Love, who is gay, says that the school's requirement that all female students wear dresses to the April 24 senior is a form of discrimination.
"I told my mom, 'They're using me. They put me in all these honors and advanced placement classes so I can take all of these tests and get good grades and better the school, but when it's time for me to celebrate the fact that I've accomplished what I need to accomplish and I'm about to graduate, they don't want to let me do it, the way I want to,'" she told the News-Star.
Love, who is still scheduled to attend the annual Ouachita Parish's Scholar's Dinner as her school's representative, is set to attend Jackson State University on a full academic scholarship. She had not intended to take a date to the prom.
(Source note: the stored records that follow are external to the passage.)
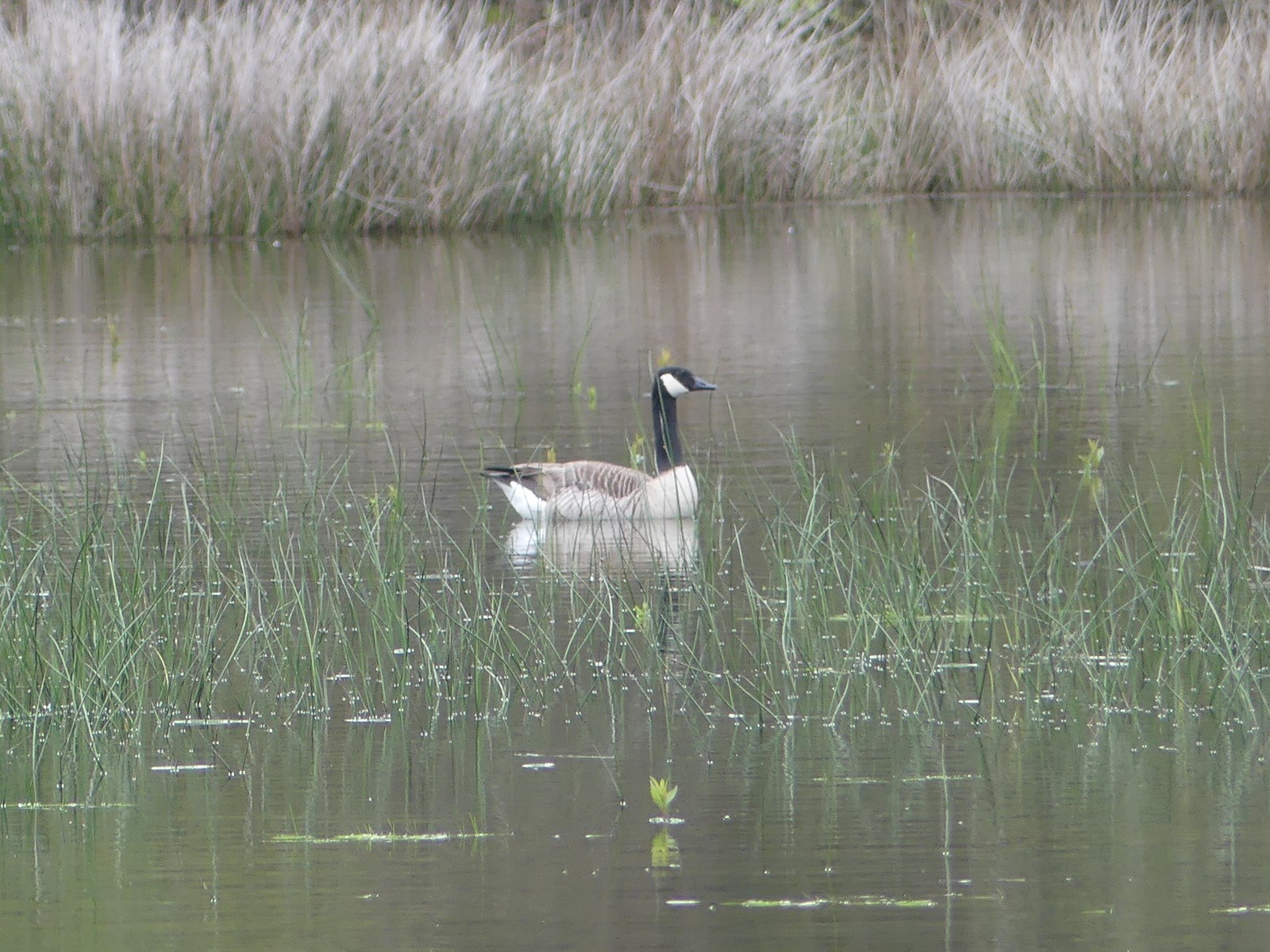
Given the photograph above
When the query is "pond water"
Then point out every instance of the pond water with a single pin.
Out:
(857, 330)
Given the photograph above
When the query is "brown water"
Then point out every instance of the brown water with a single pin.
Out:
(850, 327)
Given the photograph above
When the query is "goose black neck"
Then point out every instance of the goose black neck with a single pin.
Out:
(666, 431)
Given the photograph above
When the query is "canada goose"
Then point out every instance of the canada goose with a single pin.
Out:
(584, 489)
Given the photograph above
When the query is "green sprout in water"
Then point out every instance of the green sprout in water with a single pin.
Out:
(1090, 463)
(664, 795)
(1091, 460)
(641, 624)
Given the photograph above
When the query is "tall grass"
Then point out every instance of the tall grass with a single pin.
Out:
(141, 589)
(337, 116)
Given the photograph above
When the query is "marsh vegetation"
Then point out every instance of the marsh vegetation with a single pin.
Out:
(164, 588)
(336, 116)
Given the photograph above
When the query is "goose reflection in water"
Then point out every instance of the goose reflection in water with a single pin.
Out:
(639, 546)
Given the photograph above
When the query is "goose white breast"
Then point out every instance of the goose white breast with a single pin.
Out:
(587, 489)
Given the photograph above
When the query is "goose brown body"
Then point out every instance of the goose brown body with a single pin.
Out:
(590, 489)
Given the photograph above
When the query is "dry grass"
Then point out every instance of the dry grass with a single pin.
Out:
(285, 117)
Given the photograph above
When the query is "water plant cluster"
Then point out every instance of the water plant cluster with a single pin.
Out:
(290, 116)
(145, 589)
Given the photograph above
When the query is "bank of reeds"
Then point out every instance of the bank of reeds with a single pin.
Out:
(281, 116)
(137, 590)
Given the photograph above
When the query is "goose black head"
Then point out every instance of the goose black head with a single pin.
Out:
(677, 381)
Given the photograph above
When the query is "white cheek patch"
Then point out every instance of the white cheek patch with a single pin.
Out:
(672, 386)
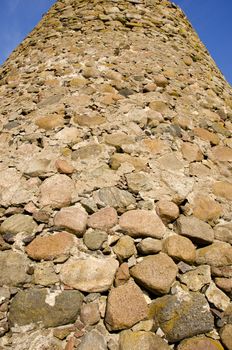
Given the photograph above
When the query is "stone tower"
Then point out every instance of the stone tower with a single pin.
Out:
(115, 183)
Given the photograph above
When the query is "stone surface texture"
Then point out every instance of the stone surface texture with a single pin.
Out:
(115, 182)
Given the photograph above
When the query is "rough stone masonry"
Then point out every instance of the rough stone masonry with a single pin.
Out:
(115, 184)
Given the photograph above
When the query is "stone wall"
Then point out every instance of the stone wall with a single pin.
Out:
(115, 183)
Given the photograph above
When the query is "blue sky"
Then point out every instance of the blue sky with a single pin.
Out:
(210, 18)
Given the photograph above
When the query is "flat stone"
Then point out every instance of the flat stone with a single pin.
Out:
(222, 154)
(155, 272)
(206, 209)
(180, 248)
(90, 338)
(94, 239)
(193, 316)
(142, 223)
(72, 219)
(149, 246)
(19, 223)
(44, 274)
(114, 197)
(226, 338)
(124, 248)
(167, 211)
(195, 229)
(118, 159)
(90, 275)
(50, 122)
(52, 310)
(126, 306)
(13, 267)
(51, 247)
(141, 340)
(196, 278)
(216, 297)
(104, 219)
(216, 254)
(139, 181)
(200, 343)
(56, 191)
(223, 189)
(90, 314)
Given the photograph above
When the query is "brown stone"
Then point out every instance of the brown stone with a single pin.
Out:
(167, 211)
(191, 152)
(126, 306)
(104, 219)
(155, 272)
(207, 136)
(50, 122)
(206, 209)
(222, 154)
(64, 167)
(180, 248)
(223, 189)
(216, 254)
(72, 219)
(142, 223)
(51, 247)
(226, 337)
(56, 191)
(200, 343)
(195, 229)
Instead she had planned on going with a group of friends, who have also opted to skip prom after a petition filed by the senior class to the faculty asking to waive the dress code went unacknowledged.
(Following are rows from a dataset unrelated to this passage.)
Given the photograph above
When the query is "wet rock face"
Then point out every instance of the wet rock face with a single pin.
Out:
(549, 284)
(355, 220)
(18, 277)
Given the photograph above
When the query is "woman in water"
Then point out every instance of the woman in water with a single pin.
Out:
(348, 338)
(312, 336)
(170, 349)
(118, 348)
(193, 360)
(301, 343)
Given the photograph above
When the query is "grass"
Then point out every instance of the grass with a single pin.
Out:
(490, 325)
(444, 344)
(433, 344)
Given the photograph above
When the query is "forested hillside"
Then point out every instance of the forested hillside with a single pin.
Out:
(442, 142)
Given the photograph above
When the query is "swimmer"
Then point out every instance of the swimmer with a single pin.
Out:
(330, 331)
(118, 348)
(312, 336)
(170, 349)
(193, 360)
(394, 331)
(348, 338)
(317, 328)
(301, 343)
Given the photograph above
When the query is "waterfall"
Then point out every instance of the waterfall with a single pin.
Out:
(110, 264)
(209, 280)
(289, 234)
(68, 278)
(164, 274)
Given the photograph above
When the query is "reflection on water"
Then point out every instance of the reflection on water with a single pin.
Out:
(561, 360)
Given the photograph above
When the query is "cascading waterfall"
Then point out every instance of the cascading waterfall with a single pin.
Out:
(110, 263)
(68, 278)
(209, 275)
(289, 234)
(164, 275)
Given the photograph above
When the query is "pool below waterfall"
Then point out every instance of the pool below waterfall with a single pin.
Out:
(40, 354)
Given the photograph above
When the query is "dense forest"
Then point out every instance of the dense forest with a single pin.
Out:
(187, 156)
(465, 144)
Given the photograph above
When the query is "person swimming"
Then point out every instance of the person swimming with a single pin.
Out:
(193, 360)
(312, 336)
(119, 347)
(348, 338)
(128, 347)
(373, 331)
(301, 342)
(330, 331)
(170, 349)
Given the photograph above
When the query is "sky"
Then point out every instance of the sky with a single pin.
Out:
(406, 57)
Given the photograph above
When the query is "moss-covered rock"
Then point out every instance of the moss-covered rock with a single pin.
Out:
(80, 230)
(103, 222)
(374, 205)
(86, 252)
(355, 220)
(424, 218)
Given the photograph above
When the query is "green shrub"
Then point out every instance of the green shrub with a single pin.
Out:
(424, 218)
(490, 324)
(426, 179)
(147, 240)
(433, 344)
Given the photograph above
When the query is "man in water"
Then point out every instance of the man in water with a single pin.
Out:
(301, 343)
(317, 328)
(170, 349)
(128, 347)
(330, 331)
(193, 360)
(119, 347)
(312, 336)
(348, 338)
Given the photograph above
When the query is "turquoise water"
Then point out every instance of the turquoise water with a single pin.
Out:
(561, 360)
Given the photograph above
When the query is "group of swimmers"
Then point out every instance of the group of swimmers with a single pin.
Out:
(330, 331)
Since the ban on females students wearing tuxedos went in place, school board president Rodney McFarland has taken up Love's cause.
"As school board president, I don't agree with Carroll banning her from her prom just because of what she wants to wear -- that's discrimination," he told the News-Star. "As far as I know there is no Monroe City School Board policy saying what someone has to wear to attend the prom. You can't just go making up policies."
Carroll High is not the only school to make headlines for promoting a gender-exclusive dress code. In 2013, after students at Sultana High School in Hesperia, Calif., elected a lesbian homecoming queen, who appeared at the homecoming game in a suit and tie, school administrators began strictly enforcing gender exclusive dress codes at formal and semi-formal events, prompting a backlash from the ACLU.